Skillv0.1.3

ClawScan security

AgentSpend · ClawHub's context-aware review of the artifact, metadata, and declared behavior.

Scanner verdict

SuspiciousFeb 21, 2026, 5:42 PM

Verdict: suspicious
Confidence: medium
Model: gpt-5-mini
Summary: The skill's code and instructions mostly match its stated purpose (paying external APIs), but there are inconsistencies and practical risks you should understand before installing or running it.
Guidance: What to consider before installing/using AgentSpend: - Origin and trust: source/homepage are missing. Verify the package and publisher on npm or a repository before running npx. Unknown origin increases risk. - Files written to disk: the CLI stores credentials at ~/.agentspend/credentials.json and a pending token file. Expect those files to exist; remove them if you uninstall. - Remote code execution: SKILL.md tells you to run 'npx agentspend' which will fetch and run code from the package registry. Only run it if you trust the package source and have reviewed the package contents. - Monetary risk: the tool is designed to make paid requests. Configure strict spending controls first (very low weekly budget, domain allowlist, and use --max-cost on pay commands). Prefer running only 'check' and 'search' until you’ve audited behavior. - Auto-claim behavior: the CLI can auto-claim pending configure tokens and generate an API key locally; ensure no unexpected 'ready_to_claim' tokens exist that could be claimed automatically. - Mitigations: review the package on npm/GitHub, run it in a sandbox/container, set budgets/allowlists before allowing any autonomous runs, and inspect ~/.agentspend/credentials.json after configuration. If you’re not comfortable reviewing the code or verifying the publisher, treat this skill as high-risk and avoid running npx or configuring payment methods.

Review Dimensions

Purpose & Capability: noteThe name/description (manage cards/crypto and pay for external services) align with the code: the CLI talks to https://api.agentspend.co, implements search/check/pay/configure/status flows, and stores an API key for future payments. However the registry metadata declared no config paths or credentials while the CLI actually persists credentials to ~/.agentspend/credentials.json and a pending token file — that runtime behavior should have been declared.
Instruction Scope: noteSKILL.md instructs agents to run npx agentspend commands to search, check, and pay external endpoints and to configure via a browser dashboard. The instructions do not ask for unrelated system files or secrets, but they do instruct creation and use of local credential files and to open a dashboard to add a card — actions outside a purely ephemeral operation and relevant to user funds/identity.
Install Mechanism: concernThe skill is marked 'instruction-only' (no install spec) but the package includes full source and package.json. SKILL.md tells users to run 'npx agentspend', which will fetch and execute a package from the registry (remote code execution). That fetch/execute behavior and the included dependencies (bcryptjs) are legitimate for the task but increase risk because running npx will execute third-party code and the skill will write files to the user's home directory.
Credentials: concernThe registry lists no required env vars or config paths, yet the implementation writes credential files to ~/.agentspend (credentials.json and pending-configure.json).

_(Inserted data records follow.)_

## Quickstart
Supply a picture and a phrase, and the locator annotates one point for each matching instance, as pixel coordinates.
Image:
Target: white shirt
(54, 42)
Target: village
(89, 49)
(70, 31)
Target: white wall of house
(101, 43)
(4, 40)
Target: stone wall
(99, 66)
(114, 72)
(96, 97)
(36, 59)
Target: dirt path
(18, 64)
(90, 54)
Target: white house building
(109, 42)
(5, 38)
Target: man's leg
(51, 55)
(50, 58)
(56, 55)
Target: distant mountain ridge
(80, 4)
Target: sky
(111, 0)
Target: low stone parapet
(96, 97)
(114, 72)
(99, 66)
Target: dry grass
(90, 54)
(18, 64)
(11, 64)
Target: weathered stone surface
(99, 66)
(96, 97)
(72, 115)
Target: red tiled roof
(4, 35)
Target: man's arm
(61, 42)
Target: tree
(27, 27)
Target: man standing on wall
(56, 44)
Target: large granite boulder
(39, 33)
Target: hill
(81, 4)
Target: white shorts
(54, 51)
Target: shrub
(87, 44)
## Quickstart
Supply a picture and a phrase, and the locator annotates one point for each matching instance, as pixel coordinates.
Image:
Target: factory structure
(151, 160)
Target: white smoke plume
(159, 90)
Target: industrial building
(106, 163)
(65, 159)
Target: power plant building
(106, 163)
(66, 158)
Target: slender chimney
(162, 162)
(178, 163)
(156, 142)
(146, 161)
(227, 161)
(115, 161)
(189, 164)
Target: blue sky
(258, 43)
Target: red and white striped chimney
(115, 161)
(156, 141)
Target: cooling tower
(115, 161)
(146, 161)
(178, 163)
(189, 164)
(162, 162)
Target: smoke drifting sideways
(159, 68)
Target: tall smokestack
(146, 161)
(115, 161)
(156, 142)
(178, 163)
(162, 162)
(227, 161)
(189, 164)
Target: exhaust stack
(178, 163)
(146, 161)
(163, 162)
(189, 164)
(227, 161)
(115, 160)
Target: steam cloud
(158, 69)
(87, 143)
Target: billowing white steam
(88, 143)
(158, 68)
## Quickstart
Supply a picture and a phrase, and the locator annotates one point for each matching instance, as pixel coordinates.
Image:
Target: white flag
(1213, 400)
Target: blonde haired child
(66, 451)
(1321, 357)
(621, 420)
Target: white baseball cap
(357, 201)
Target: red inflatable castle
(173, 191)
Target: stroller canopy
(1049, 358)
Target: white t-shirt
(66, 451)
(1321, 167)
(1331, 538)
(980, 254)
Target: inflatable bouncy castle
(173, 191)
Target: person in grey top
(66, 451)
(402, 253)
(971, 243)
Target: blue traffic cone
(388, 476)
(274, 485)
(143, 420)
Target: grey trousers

The CLI also generates and stores a local API key and can cause charges against a payment method added through the dashboard — these are sensitive capabilities that were not declared in the metadata and should be considered 'secrets' from a practical perspective.
Persistence & Privilege: noteThe skill persists an API key and pending token to the user's home directory and can auto-claim a pending configure token. It does not request always:true nor modify other skills, but because it can create/use an API key and perform paid requests, autonomous agent invocation could lead to unintended charges unless explicit spending controls (weekly budget, domain allowlist, per-request max-cost) are set and enforced. This combination raises operational risk.